Added user message to memory: What was the output of the multiply function on 2 and 3 again? Don't recompute.
=== LLM Response ===
The output of the multiply function on 2 and 3 is 6.


In [None]:
agent_with_memory.chat_history

[ChatMessage(role=<MessageRole.USER: 'user'>, content="What was the output of the mystery function on 5 and 6 again? Don't recompute.", additional_kwargs={}),
 ChatMessage(role=<MessageRole.ASSISTANT: 'assistant'>, content='The output of the mystery function on 5 and 6 is -11.', additional_kwargs={}),
 ChatMessage(role=<MessageRole.USER: 'user'>, content="What was the output of the multiply function on 2 and 3 again? Don't recompute.", additional_kwargs={}),
 ChatMessage(role=<MessageRole.ASSISTANT: 'assistant'>, content='The output of the multiply function on 2 and 3 is 6.', additional_kwargs={})]

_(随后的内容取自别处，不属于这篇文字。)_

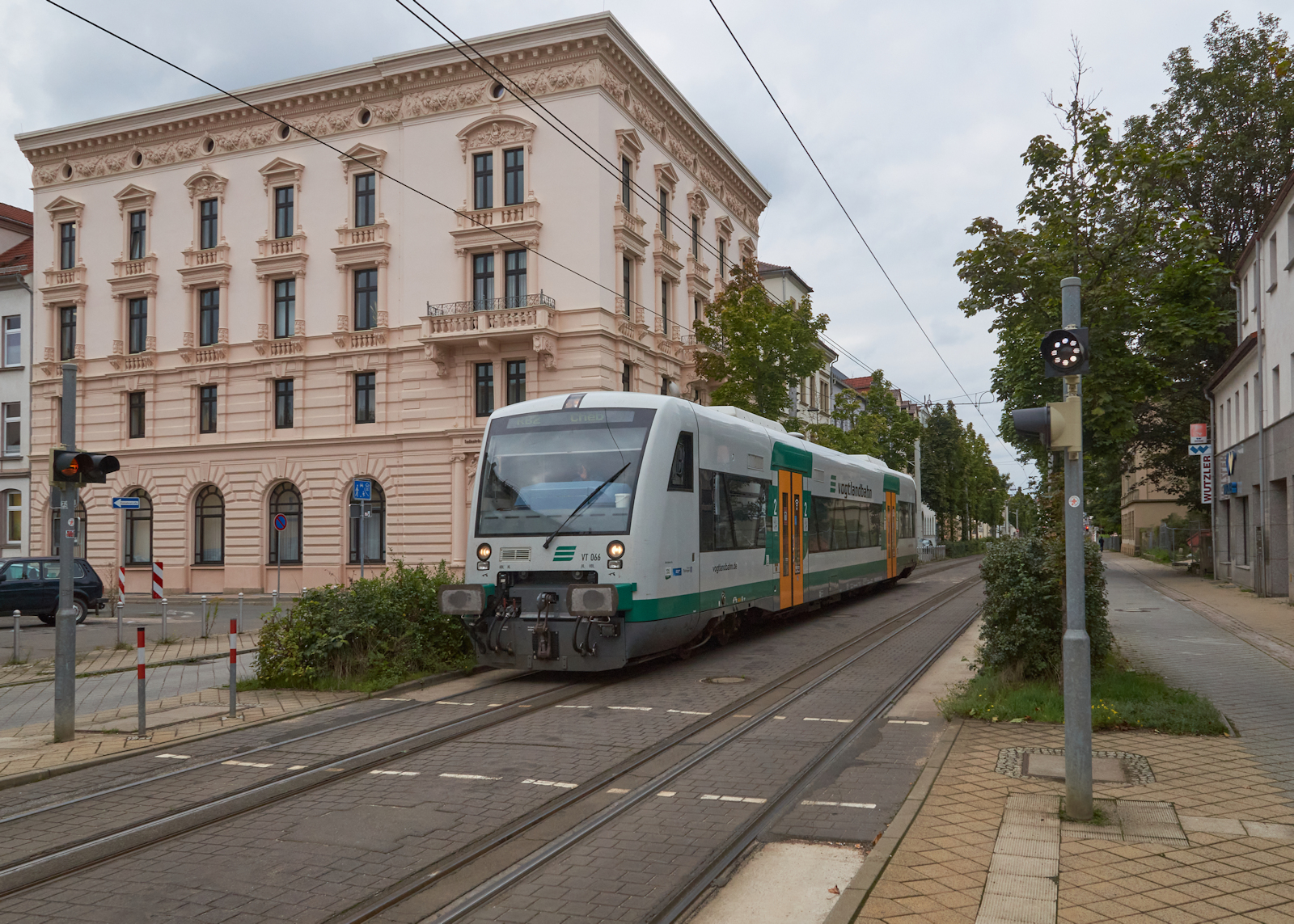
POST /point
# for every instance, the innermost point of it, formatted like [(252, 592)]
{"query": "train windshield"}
[(539, 467)]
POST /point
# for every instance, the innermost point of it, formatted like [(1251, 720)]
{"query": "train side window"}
[(681, 470)]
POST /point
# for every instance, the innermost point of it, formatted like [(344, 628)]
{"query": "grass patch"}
[(1121, 699)]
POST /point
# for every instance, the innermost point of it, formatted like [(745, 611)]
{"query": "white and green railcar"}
[(612, 527)]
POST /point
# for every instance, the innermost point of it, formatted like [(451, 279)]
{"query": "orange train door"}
[(890, 534), (791, 534)]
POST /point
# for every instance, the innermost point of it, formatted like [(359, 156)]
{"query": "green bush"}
[(1024, 611), (372, 633)]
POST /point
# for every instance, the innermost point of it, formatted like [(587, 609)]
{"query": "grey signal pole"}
[(1077, 646), (65, 622)]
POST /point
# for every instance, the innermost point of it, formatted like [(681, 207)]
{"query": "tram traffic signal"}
[(73, 467)]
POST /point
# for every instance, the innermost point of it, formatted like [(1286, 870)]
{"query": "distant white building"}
[(16, 295)]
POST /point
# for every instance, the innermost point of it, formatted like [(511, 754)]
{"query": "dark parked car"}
[(32, 586)]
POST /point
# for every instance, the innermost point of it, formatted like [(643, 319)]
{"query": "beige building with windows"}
[(260, 319)]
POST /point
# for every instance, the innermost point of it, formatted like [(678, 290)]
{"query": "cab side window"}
[(681, 469)]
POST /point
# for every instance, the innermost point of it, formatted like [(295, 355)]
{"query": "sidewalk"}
[(1199, 829)]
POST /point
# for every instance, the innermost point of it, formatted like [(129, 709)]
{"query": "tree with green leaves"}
[(759, 346)]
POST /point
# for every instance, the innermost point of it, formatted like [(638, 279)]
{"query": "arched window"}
[(372, 515), (56, 528), (209, 527), (285, 546), (139, 530)]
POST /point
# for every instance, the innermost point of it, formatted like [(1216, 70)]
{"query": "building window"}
[(514, 278), (514, 176), (366, 299), (139, 228), (209, 219), (139, 530), (135, 402), (285, 545), (483, 281), (373, 518), (68, 245), (13, 517), (282, 404), (207, 409), (139, 324), (484, 389), (366, 398), (66, 333), (13, 428), (515, 381), (209, 318), (209, 527), (13, 340), (284, 206), (366, 200), (285, 308), (483, 181)]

### `.chat(user_input)` 在幕后发生了什么

当调用`.chat(user_input)`时，Rasa会执行以下步骤：

1. Rasa将用户输入传递给当前活动的对话模型。
2. 对话模型将用户输入转换为对应的意图（intent）和实体（entities）。
3. Rasa使用对话策略（policy）来预测下一个动作，例如回复用户的消息或者请求更多信息。
4. Rasa执行预测的动作，并将响应返回给用户。

这些步骤使Rasa能够理解用户输入并做出相应的响应。


在内部，`.chat(user_input)`调用实际上会调用内存的`.get()`方法，并将`user_input`作为参数传递。正如我们在前面的部分学到的那样，这最终将返回`primary`和所有`secondary`内存源的组合。这些组合的消息将作为聊天历史传递给LLM的聊天API。


In [None]:
composable_memory = SimpleComposableMemory.from_defaults(    primary_memory=ChatMemoryBuffer.from_defaults(),    secondary_memory_sources=[        vector_memory.copy(            deep=True        )  # 为了说明在前一小节中发生了什么，进行了复制    ],)agent_with_memory = agent_worker.as_agent(memory=composable_memory)

In [None]:
agent_with_memory.memory.get(
    "What was the output of the mystery function on 5 and 6 again? Don't recompute."
)



In [None]:
print(
    agent_with_memory.memory.get(
        "What was the output of the mystery function on 5 and 6 again? Don't recompute."
    )[0]
)

system: You are a helpful assistant.

Below are a set of relevant dialogues retrieved from potentially several memory sources:

=====Relevant messages from memory source 1=====

	USER: What is the mystery function on 5 and 6?
	ASSISTANT: None
	TOOL: -11
	ASSISTANT: The mystery function on 5 and 6 returns -11.


This is the end of the retrieved message dialogues.